# OLLO Bikes - Erfahrungen



## pixie_dust (28. Juli 2017)

Hallo zusammen, 

hat schon jemand Erfahrungen mit den relativ neuen Ollo-Bikes machen können? 
https://ollo-bikes.com

Sind zwar gewichtsmäßig nicht bei Pyro, Kubike und Co. anzusiedeln aber mit ca. 9 kg vielleicht trotzdem noch interessant.


----------



## Itekei (2. September 2017)

Bin heute auf der Eurobike auf dem Weg zu Woom über Ollo Bikes gestolpert. Sahen echt ganz nett aus wenn auch schwerer als Woom/Kubikes/Isla/Frog. Dafür lassen sich die Farben customizen. 

Mich würde auch interessieren, ob schon jemand mit Ollo Erfahrungen gesammelt hat.


----------



## MTB-News.de




----------



## KIV (2. September 2017)

Naja, das 'Customizing' ist ja offenbar auf ein paar Farben begrenzt. Dazu gibt's dann noch Sticker, die zumindest meinen Geschmack (und auch die meines Fahrers) nicht treffen.

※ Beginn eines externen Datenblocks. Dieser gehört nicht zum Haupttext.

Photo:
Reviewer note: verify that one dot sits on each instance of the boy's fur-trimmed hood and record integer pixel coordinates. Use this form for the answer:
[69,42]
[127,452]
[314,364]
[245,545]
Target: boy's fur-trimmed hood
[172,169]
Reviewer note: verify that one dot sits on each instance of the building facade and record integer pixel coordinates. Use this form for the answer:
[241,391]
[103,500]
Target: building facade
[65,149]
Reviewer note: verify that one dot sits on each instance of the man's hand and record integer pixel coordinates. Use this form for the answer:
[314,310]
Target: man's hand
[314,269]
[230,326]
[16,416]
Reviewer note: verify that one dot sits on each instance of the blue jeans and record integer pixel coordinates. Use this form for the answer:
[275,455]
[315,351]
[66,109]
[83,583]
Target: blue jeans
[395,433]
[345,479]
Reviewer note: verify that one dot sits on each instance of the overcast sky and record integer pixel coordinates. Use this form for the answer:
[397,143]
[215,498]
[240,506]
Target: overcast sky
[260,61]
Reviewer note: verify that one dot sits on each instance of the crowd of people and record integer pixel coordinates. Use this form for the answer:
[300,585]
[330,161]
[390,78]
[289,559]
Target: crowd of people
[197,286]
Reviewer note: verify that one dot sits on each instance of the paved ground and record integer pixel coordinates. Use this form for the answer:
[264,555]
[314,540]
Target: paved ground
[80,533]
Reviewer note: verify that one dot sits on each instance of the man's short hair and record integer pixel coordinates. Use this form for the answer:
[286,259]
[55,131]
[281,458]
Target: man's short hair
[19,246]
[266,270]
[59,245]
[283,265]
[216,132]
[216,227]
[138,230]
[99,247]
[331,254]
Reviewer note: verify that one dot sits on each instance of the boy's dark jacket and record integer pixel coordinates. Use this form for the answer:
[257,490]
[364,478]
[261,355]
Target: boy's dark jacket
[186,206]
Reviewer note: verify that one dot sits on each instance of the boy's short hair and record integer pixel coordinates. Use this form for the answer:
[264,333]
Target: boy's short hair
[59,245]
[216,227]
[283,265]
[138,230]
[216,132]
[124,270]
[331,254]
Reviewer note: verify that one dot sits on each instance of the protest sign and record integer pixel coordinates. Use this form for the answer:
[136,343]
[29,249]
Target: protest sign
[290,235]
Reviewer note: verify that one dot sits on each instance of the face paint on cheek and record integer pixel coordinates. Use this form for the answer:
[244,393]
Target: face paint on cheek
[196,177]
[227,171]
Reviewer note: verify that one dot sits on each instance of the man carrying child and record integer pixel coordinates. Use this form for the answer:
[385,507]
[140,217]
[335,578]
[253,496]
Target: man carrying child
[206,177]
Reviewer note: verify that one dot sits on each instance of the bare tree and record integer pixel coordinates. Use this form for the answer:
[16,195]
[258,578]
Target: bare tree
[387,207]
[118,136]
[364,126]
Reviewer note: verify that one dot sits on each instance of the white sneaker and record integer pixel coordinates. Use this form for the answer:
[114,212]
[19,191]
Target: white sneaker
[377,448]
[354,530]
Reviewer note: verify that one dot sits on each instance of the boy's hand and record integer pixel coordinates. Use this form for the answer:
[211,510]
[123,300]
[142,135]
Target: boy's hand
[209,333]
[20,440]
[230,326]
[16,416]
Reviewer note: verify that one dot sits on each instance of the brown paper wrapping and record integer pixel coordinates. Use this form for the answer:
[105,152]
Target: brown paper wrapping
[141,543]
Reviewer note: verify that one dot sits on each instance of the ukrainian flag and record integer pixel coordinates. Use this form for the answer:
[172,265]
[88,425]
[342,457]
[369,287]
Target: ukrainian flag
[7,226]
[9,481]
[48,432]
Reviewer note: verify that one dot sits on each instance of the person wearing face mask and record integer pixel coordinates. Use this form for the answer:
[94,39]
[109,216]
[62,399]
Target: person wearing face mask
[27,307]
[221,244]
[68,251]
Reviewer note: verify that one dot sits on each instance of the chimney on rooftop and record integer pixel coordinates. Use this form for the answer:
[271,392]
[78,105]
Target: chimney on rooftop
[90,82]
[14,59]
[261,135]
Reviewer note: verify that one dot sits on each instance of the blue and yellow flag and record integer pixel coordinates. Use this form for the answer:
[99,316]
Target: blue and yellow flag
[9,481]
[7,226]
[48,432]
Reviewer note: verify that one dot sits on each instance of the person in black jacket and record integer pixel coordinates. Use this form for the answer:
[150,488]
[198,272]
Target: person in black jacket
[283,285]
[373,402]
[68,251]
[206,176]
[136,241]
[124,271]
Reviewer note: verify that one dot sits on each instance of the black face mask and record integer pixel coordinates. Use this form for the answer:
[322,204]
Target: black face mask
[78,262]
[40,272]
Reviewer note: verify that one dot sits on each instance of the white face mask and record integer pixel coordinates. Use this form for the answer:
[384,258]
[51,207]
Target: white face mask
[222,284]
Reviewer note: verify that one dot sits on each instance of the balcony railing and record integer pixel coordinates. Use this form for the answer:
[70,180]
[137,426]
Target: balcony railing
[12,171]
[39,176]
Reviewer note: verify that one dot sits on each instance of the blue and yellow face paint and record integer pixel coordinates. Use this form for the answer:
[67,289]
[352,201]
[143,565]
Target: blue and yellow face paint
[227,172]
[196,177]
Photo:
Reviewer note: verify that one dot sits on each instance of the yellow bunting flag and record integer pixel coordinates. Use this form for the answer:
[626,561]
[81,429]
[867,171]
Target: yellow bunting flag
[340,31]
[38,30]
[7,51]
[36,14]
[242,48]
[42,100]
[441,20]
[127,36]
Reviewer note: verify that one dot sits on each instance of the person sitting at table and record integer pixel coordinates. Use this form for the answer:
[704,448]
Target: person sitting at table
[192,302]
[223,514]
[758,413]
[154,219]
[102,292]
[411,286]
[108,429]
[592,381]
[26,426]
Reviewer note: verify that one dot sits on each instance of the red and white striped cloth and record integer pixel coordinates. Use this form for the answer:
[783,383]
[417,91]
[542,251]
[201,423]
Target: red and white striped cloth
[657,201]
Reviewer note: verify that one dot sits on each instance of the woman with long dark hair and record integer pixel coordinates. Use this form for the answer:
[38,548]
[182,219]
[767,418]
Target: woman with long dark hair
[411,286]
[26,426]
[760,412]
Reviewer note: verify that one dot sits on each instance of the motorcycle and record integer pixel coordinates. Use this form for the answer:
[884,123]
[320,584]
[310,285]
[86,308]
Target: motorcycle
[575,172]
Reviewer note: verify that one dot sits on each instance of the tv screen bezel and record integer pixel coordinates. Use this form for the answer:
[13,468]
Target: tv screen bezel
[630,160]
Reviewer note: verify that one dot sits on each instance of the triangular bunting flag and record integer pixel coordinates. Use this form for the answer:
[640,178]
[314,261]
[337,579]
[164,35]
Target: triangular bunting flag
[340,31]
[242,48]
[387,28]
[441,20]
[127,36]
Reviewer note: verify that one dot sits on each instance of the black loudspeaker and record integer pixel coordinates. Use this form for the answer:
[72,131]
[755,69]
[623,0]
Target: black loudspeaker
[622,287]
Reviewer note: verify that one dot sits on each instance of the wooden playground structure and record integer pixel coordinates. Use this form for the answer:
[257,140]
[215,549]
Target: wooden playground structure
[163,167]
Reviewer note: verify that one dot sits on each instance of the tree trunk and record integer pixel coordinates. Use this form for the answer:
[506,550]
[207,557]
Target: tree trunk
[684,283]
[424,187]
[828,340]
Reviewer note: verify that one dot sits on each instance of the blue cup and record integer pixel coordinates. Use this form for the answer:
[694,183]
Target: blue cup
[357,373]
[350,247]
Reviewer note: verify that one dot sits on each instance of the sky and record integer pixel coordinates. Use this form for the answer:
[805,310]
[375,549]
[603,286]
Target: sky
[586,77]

Rein technisch kann ich den Sinn der Oversized-Rohre nicht nachvollziehen. Und das WC-Enten-Design mit extrahohem Oberrohr ist auch totaler Blödsinn. Gerade beim Kinderrad kommt es auf eine niedrige Überstandshöhe an. Das bringt Sicherheit und ermöglicht einen frühzeitigen Umstieg auf die nächste Radgröße. Mit sechs Jahren ging bei uns schon Kania 24s, Ollo sagt beim 20er "ab sechs Jahren"...


----------



## soulslight (3. September 2017)

ich versteh auch nicht warum ich meinem Kind 2 Kilo an Mehrgewicht zumuten muss und dabei weder technisch noch preislich einen Vorteil habe.


----------



## Linipupini (3. September 2017)

Die wollen leichte Räder bauen, ihre Philosophie!
und hauen dann ein 20er mit 9kg raus ohne alles für 399€
Würde ich nicht kaufen! 
Die Farben! grässlich!


----------



## Itekei (3. September 2017)

Ich schaue mich grade nach einem 20" für meine Tochter um. Mit 9kg gehören die Ollo sicher nicht zu den Schlimmsten, allerdings auch nicht zu den Besten. Hier mal meine Übersicht. Denke wir bleiben weiterhin bei Woom. Die bekomme ich billiger und leichter.


----------